In this episode, Naveen sits down with Colleen Hayes for a practical, no-fluff conversation on breaking into data, staying employable as tools change, and what AI really means for analytics and BI roles.
Colleen shares her unconventional path into data: starting in the early 2000s at a law firm—before “data analyst” was even a common job title—she became the “tech girl” in marketing and kept saying yes to projects others avoided. That mindset earned her a seat at the table on early web + database projects (web forms, backend databases, reporting), and over time, those “extra” assignments became a full career in analytics. Her core lesson: don’t wait for permission—say yes, learn on the job, and stick with it.
The conversation also dives into what Colleen sees as the most common mistake in analytics today: people sprinting toward Python/AI before building fundamentals like SQL. She emphasizes that sophisticated modeling only works when the underlying data is prepared—and that “old school” data work (cleaning, structuring, ETL, governance) still powers everything downstream.
On hiring and career growth, Colleen makes a clear distinction:
- Your resume is primarily for recruiters to check boxes.

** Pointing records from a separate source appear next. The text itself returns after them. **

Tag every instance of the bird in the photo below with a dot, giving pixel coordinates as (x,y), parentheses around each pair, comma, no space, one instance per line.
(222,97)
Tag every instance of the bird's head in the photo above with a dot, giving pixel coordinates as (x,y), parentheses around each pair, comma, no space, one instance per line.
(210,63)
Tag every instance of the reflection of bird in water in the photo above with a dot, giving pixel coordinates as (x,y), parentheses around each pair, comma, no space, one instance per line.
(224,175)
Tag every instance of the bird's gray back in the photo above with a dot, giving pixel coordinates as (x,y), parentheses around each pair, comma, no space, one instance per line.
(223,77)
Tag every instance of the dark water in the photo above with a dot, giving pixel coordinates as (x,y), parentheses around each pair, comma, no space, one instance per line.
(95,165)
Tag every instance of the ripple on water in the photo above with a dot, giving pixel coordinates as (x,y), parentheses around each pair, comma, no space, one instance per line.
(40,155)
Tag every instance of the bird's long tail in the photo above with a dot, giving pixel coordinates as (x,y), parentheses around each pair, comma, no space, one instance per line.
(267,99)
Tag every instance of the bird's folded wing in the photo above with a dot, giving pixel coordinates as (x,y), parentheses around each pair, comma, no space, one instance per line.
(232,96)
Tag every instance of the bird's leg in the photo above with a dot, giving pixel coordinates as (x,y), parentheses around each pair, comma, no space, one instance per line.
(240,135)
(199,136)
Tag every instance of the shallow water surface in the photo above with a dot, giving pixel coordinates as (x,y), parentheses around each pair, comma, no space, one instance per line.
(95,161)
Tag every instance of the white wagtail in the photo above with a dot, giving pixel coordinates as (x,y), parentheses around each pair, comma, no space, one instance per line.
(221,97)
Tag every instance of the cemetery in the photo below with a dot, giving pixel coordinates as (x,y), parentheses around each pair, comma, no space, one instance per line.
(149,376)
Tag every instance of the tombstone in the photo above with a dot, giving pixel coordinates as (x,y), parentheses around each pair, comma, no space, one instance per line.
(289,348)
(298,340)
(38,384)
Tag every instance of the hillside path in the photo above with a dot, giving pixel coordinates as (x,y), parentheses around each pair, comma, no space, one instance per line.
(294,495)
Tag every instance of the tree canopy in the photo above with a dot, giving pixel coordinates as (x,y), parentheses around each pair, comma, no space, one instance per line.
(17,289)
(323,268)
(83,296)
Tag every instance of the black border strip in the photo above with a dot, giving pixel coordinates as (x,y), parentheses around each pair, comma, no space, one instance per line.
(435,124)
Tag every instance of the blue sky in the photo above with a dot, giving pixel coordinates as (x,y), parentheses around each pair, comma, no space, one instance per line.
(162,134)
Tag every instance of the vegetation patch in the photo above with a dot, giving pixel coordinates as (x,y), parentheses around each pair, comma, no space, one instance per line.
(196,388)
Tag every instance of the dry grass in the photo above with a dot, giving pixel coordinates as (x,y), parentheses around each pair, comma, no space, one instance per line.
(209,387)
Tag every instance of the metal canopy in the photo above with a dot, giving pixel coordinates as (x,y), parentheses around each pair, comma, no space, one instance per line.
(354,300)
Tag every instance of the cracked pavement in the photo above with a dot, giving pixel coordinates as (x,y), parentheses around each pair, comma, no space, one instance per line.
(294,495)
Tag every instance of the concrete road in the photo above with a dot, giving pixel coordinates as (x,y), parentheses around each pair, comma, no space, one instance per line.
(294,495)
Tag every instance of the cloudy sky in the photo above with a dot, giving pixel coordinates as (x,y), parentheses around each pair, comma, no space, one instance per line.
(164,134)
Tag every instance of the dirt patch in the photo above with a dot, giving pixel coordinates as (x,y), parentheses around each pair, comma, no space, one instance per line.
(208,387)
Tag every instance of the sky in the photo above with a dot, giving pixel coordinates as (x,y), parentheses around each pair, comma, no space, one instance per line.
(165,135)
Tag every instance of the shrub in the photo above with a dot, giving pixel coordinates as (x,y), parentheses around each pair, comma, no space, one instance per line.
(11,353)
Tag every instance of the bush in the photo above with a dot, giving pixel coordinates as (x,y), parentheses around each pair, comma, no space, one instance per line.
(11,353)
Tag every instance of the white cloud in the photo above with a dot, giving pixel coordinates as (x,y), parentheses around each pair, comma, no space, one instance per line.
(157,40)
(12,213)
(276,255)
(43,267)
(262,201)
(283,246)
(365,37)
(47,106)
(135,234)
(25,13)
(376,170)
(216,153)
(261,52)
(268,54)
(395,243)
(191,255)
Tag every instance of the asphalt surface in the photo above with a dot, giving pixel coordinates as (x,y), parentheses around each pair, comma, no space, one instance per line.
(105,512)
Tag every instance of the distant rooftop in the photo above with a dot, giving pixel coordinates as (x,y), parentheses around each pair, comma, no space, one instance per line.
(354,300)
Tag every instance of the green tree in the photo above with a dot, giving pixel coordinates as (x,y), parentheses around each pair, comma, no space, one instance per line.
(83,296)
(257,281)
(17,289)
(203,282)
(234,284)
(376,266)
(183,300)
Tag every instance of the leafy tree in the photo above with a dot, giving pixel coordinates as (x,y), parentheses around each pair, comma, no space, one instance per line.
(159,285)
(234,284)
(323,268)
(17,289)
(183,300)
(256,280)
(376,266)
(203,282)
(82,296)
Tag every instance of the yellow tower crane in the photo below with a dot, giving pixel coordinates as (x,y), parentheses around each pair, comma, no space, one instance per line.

- Your portfolio is for technical hiring managers to validate your skills (Tableau Public, GitHub, visual/interactive resumes).
For career durability over the next five years, her message is simple: tools will change—mindset and fundamentals matter most. Learn transferable concepts, expect platforms to evolve, and lean into the reality that “the only constant is change.” She also shares an optimistic take on AI in BI: dashboards won’t disappear overnight, because teams still need people to prep data, configure tools, and validate outputs (hallucinations and trust are still real constraints). AI may handle the “basic 80%,” but analysts will increasingly focus on the more sophisticated 20%.
They also touch on Colleen’s work in the community, including her data governance meetup (with upcoming sessions on storytelling, process automation, and AI) and her podcast, Team City Calculations, with upcoming episodes on data privacy and data manipulation.
Key takeaway: If you want a career in data, start building—learn the fundamentals (especially SQL), create a portfolio, meet people in the field, and keep saying yes to the projects that stretch you.